The question is based on a "loaded" premise, which makes the question itself invalid.
The bottom line here is that strncpy is not considered insecure and has never been considered insecure. The only claims of "insecurity" that can be attached to that function are the broad claims of general insecurity of C memory model and C language itself. (But that is obviously a completely different topic).
Within the realm of C language the misguided belief of some kind of "insecurity" inherent in strncpy is derived from the widespread dubious pattern of using strncpy for "safe string copying", i.e. something this function does not do and has never been intended for. Such usage is indeed highly error prone. But even if you put an equality sign between "highly error prone" and "insecure", it is still a usage problem (i.e. a lack of education problem) not a strncpy problem.
Basically, one can say that the only problem with strncpy is a unfortunate naming, which makes newbie programmers assume that they understand what this function does instead of actually reading the specification. Looking at the function name an incompetent programmer assumes that strncpy is a "safe version" of strcpy, while in reality these two functions are completely unrelated.

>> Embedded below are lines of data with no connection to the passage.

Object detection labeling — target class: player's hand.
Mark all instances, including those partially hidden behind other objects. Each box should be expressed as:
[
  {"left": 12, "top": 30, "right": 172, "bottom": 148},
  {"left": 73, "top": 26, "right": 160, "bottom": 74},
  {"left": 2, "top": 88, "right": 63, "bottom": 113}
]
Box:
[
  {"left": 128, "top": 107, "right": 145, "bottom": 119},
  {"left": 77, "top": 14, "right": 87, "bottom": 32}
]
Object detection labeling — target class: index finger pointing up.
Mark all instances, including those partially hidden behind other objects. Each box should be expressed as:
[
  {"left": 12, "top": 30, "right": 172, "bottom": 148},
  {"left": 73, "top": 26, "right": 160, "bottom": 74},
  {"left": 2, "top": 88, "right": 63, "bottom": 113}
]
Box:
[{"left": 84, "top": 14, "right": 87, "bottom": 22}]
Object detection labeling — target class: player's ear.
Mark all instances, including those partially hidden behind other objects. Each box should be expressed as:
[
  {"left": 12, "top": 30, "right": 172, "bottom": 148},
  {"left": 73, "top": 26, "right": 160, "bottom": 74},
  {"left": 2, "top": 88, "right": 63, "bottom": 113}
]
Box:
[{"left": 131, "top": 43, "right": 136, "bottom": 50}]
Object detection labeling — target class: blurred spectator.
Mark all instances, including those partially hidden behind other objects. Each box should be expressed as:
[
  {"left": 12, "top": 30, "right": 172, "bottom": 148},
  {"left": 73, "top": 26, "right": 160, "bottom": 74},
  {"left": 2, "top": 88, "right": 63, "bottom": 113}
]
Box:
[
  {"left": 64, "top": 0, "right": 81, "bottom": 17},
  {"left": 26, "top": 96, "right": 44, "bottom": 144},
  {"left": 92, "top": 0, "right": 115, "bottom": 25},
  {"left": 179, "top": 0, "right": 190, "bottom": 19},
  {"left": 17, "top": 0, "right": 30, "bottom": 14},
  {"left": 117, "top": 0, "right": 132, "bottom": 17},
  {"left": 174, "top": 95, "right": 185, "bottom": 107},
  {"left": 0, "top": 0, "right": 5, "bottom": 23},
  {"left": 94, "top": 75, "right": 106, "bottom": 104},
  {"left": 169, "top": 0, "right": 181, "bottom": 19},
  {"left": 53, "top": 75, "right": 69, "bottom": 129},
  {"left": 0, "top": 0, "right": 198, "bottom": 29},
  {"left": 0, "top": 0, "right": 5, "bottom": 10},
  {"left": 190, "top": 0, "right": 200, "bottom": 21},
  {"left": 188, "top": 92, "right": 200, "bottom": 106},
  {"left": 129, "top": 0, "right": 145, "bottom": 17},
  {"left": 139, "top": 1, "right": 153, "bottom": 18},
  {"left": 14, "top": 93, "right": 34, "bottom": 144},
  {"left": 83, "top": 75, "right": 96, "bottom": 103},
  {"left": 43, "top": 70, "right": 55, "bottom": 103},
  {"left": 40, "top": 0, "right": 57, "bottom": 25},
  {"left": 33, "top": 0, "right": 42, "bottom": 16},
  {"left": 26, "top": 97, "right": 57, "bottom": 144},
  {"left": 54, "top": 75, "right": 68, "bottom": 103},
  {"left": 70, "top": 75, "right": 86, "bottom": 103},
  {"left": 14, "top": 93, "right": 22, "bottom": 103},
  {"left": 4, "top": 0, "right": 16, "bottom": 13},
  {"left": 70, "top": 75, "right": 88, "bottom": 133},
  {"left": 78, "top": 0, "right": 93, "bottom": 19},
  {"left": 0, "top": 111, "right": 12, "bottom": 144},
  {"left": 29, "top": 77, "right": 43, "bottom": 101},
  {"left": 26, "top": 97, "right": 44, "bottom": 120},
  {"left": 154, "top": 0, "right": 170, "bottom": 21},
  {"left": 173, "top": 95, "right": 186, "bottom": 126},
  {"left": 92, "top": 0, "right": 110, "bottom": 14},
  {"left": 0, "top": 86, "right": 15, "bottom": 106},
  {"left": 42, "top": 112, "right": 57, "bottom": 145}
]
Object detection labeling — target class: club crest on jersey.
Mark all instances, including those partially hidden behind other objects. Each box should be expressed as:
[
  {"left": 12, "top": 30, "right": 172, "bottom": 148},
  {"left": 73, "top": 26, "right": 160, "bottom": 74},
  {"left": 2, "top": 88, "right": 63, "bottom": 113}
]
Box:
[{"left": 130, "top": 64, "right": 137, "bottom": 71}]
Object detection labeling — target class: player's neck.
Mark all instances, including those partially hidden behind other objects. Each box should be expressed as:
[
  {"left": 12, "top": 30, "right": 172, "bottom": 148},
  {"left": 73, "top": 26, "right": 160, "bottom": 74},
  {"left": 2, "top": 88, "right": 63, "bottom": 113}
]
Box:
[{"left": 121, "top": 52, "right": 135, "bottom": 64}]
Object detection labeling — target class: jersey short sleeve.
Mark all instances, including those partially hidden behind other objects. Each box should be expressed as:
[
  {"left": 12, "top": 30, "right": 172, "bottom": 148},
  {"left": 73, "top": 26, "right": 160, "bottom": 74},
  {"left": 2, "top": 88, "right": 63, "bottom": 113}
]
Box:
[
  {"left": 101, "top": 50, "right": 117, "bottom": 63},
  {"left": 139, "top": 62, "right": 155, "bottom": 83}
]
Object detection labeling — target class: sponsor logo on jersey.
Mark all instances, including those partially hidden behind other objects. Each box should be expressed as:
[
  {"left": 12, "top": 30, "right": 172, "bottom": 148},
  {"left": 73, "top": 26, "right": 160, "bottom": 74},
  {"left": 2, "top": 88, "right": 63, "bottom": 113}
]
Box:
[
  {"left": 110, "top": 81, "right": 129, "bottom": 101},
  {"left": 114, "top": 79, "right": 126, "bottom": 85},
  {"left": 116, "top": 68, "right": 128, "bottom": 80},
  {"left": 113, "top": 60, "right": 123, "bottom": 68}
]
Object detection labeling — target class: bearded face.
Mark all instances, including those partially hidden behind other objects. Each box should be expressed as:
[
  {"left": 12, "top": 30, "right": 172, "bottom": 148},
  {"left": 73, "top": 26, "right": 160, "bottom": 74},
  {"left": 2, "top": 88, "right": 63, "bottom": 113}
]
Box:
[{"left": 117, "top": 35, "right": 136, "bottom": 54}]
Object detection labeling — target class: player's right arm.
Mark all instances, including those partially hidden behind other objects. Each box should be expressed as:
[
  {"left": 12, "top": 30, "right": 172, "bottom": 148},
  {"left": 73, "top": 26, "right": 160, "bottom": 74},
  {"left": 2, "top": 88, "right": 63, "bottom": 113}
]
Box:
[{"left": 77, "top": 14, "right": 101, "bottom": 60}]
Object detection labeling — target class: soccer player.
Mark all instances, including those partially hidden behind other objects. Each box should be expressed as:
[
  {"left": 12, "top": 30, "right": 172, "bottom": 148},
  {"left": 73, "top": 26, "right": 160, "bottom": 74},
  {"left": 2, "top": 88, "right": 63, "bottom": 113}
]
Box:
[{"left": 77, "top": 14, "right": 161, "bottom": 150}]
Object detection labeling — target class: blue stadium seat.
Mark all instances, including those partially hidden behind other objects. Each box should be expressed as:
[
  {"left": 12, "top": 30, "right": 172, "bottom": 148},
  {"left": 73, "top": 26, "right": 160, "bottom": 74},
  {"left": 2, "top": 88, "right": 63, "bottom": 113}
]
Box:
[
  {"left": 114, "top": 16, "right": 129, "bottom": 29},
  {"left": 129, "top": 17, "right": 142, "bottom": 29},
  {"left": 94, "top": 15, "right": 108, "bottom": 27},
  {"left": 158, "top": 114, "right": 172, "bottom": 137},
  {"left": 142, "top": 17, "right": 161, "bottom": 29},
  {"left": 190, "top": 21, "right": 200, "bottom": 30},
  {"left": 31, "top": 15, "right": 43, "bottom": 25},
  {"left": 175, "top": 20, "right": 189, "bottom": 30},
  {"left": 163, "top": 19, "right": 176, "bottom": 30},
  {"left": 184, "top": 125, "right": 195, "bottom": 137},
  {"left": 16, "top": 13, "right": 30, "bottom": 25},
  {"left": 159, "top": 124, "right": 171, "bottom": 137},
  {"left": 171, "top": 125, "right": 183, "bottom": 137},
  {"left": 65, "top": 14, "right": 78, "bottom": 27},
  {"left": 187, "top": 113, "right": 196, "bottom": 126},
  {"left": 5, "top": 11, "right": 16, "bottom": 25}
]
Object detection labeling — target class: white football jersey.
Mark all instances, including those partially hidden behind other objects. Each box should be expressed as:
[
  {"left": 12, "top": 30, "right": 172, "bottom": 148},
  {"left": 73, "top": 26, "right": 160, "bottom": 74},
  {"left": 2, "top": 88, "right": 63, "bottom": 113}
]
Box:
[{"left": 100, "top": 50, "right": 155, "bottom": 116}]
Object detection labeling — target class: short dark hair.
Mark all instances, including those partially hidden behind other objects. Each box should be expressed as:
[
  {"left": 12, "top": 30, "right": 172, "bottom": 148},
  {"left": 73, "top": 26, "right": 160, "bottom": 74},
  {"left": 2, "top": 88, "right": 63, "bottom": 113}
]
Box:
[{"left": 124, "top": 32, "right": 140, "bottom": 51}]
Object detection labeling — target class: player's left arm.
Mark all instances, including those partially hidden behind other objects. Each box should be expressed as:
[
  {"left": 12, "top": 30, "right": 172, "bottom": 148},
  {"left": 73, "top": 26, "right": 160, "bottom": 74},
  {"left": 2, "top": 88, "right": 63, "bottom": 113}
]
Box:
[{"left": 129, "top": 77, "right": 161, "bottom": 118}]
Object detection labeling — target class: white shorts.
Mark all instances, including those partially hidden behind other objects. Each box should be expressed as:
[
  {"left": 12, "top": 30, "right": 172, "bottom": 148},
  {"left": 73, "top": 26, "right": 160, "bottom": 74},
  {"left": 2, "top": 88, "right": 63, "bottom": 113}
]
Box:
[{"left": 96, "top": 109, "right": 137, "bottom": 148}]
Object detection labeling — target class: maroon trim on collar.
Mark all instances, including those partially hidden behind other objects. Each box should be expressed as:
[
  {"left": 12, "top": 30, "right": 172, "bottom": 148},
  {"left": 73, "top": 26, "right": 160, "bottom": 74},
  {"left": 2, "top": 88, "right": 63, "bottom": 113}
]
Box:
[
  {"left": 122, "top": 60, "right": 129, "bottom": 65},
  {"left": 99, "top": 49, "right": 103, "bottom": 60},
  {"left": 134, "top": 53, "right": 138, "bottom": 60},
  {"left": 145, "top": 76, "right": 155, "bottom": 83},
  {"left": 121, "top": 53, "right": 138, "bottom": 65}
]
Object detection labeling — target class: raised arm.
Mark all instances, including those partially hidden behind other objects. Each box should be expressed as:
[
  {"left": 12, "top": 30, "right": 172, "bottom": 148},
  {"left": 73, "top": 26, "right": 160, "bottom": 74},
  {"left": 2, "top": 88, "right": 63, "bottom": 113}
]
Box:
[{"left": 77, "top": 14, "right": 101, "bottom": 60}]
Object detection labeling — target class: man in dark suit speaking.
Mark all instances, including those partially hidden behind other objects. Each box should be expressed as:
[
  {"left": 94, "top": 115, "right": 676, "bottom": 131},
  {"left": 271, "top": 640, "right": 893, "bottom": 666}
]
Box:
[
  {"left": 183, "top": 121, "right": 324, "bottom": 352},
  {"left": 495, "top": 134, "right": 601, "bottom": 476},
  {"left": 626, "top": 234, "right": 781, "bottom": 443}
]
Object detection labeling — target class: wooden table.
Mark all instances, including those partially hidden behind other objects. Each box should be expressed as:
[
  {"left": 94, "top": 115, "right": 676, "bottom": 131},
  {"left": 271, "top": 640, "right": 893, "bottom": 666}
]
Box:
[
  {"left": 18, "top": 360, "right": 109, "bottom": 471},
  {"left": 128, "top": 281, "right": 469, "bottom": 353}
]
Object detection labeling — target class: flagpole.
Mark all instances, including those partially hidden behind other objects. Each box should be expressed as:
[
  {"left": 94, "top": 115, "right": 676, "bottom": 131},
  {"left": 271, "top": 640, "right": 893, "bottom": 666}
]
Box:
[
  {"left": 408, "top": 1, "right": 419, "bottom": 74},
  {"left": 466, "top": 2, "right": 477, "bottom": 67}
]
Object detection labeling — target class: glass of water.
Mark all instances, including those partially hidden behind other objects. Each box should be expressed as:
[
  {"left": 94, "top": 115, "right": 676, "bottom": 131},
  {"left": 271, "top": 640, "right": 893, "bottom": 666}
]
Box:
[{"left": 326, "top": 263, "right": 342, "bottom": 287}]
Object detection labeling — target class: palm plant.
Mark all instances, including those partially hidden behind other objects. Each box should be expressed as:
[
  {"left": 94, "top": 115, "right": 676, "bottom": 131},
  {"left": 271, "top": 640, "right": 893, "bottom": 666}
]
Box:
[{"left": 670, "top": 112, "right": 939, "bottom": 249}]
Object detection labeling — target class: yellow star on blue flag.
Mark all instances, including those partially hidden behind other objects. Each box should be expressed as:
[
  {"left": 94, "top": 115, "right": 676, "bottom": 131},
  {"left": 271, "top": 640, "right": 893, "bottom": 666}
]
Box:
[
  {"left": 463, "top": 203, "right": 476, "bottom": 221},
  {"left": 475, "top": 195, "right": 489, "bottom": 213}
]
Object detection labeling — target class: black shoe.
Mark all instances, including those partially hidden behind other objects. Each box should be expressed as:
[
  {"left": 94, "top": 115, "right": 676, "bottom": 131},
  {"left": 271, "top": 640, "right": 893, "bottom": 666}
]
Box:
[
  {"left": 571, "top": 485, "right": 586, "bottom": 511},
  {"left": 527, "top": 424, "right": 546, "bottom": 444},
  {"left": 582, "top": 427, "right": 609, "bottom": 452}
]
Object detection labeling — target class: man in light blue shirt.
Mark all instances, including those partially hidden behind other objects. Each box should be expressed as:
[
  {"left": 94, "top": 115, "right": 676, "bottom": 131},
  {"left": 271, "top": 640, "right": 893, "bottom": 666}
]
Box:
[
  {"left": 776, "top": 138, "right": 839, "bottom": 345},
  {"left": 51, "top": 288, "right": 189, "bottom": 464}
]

Exactly the same claim can be made against the division operator, for one example. As most of you know, one of the most frequently-asked questions about C language goes as "I assumed that 1/2 will evaluate to 0.5 but I got 0 instead. Why?" Yet, we don't claim that the division operator is insecure just because language beginners tend to misinterpret its behavior.
For another example, we don't call pseudo-random number generator functions "insecure" just because incompetent programmers are often unpleasantly surprised by the fact that their output is not truly random.
That is exactly how it is with strncpy function. Just like it takes time for beginner programmers to learn what pseudo-random number generators actually do, it takes them time to learn what strncpy actually does. It takes time to learn that strncpy is a conversion function, intended for converting zero-terminated strings to fixed-width strings. It takes time to learn that strncpy has absolutely nothing to do with "safe string copying" and can't be meaningfully used for that purpose.
Granted, it usually takes much longer for a language student to learn the purpose of strncpy than to sort things out with the division operator. However, this is a basis for any "insecurity" claims against strncpy.
P.S. The CERT document linked in the accepted answer is dedicated to exactly that: to demonstrate the insecurities of the typical incompetent abuse of strncpy function as a "safe" version of strcpy. It is not in any way intended to claim that strncpy itself is somehow insecure.
A pathc of Git 2.19 (Q3 2018) finds that it is too easy to misuse system API functions such as strcat(); strncpy(); ... and forbids those functions in this codebase.
See commit e488b7a, commit cc8fdae, commit 1b11b64 (24 Jul 2018), and commit c8af66a (26 Jul 2018) by Jeff King (peff).
(Merged by Junio C Hamano -- gitster -- in commit e28daf2, 15 Aug 2018)
banned.h: mark strcat() as banned
The strcat() function has all of the same overflow problems as strcpy().
And as a bonus, it's easy to end up accidentally quadratic, as each subsequent call has to walk through the existing string.
The last strcat() call went away in f063d38 (daemon: use
cld->env_array when re-spawning, 2015-09-24, Git 2.7.0).
In general, strcat() can be replaced either with a dynamic string
(strbuf or xstrfmt), or with xsnprintf if you know the length is bounded.